Cosi being the last of Mozart's operas in collaboration with da Ponte, it has some of the most heaven-sent music set to a witty libretto, however the theme of infidelity did not go down well in its history to date. But here, we have a performance of such intensity and profundity, played and sung to perfection, it is hard to resist temptation.
Fiordiligi is perhaps the Mozart role every soprano dreams of singing. Two great arias to win the crowds over with, and major contributions in incisive and witty ensembles and suspense-filled finales, Fiordiligi is a demanding role. However, no other role is as rewarding. The music is gorgeous, possibly Mozart's best.
Caballe's reading of Fiordiligi shows us the ideal when a singer is perfectly in synchronisation with the character and is suited to a role. Her singing harks back to an era gone by, of musical intellect, of profound understanding, of inate musicality and unparalled technical prowess. Her gloriously sung Fiordiligi is aided and abetted by her beautiful voice, pouring forth note after note and phrase after phrase of sublime molten gold.
In the test aria, Come scoglio", she works around the technicalities and hurdles of the piece and delivers an effortlessly accomplished and beautiful redition. "Per pieta" shows her to further advantage where she excels in her long-breathed phrasing of the music with her trademark piano singing.

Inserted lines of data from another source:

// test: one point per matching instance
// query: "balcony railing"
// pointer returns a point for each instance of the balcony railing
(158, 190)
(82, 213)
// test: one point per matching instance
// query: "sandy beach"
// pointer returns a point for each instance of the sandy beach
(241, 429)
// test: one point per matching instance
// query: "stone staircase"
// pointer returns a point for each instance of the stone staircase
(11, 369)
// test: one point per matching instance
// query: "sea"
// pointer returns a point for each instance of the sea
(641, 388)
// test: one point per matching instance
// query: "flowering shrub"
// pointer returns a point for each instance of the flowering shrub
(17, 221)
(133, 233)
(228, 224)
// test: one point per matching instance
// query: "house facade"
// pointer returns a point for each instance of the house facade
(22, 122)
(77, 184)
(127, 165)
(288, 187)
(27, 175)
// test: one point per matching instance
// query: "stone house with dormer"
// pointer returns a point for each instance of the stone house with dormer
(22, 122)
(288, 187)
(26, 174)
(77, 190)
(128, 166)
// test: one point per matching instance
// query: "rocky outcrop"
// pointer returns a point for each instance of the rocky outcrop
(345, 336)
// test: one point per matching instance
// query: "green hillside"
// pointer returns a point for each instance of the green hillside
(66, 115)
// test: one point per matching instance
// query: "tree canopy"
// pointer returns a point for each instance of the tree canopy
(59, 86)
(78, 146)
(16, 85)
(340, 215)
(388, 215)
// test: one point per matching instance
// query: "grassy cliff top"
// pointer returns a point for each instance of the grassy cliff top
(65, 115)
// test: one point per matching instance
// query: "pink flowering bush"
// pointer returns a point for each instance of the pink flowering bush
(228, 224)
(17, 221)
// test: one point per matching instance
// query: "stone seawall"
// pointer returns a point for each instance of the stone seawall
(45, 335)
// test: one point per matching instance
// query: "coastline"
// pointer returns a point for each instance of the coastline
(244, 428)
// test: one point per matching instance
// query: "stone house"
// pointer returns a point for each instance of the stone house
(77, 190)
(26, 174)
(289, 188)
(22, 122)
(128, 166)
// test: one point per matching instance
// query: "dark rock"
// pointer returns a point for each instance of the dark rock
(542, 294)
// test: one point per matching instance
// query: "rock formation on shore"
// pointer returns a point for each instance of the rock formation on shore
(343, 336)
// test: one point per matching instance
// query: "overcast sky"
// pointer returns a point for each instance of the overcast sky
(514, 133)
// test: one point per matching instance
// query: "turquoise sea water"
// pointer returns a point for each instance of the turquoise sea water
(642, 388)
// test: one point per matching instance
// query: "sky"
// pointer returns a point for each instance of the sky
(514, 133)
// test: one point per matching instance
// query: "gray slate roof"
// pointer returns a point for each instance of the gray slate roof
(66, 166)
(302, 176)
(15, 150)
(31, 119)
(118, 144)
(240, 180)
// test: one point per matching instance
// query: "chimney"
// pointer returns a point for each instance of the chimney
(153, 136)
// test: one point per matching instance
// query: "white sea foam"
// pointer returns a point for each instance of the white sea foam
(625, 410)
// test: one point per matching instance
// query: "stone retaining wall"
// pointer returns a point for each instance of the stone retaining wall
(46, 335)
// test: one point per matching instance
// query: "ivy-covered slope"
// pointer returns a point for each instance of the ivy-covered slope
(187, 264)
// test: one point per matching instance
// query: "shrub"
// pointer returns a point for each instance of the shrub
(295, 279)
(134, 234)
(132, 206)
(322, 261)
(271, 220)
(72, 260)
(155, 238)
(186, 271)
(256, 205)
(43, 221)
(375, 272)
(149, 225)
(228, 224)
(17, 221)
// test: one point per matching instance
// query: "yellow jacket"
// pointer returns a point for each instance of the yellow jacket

With Dame Janet Baker as Dorabella, this performance gains yet another asset. Her foundation in Mozart is as good as it gets, with her intense potrait of Dorabella compared to Caballe's more bouyant Fiordiligi. She sings with that dark-toned voice of great beauty and intensity that results in one of the best pairings of the sisters on record.
The role of the lovers, Ferrando and Guglielmo, are taken by Nicolai Gedda and Wladimiro Ganzarolli. Gedda gives a refined reading of "Un aura amorosa" and wins us over with his Ferrando. On the other hand, the smug Guglielmo is sung by Ganzarolli who sings with aplomb and gusto.
As an ensemble opera, all the six characters are important and bear the success of the opera on their shoulders. Ileana Cotrubas as Despina gives an impassioned performance and her inpersonations of the doctor and the notary are given delightful voices. As the cynical Don Alfonso, Richard Van Allan gives the old philosopher a character well-fleshed out.
This recording is one of the most beautifully sung and well recorded. The ensembles show all the principles singing with understanding of the roles. The Royal Opera House Orchestra and Chorus under the baton of Sir Colin Davis with the accompaniment of John Constable completes the picture. A picture of a recording that is a worthy addition to any opera library. Mozart would have loved this!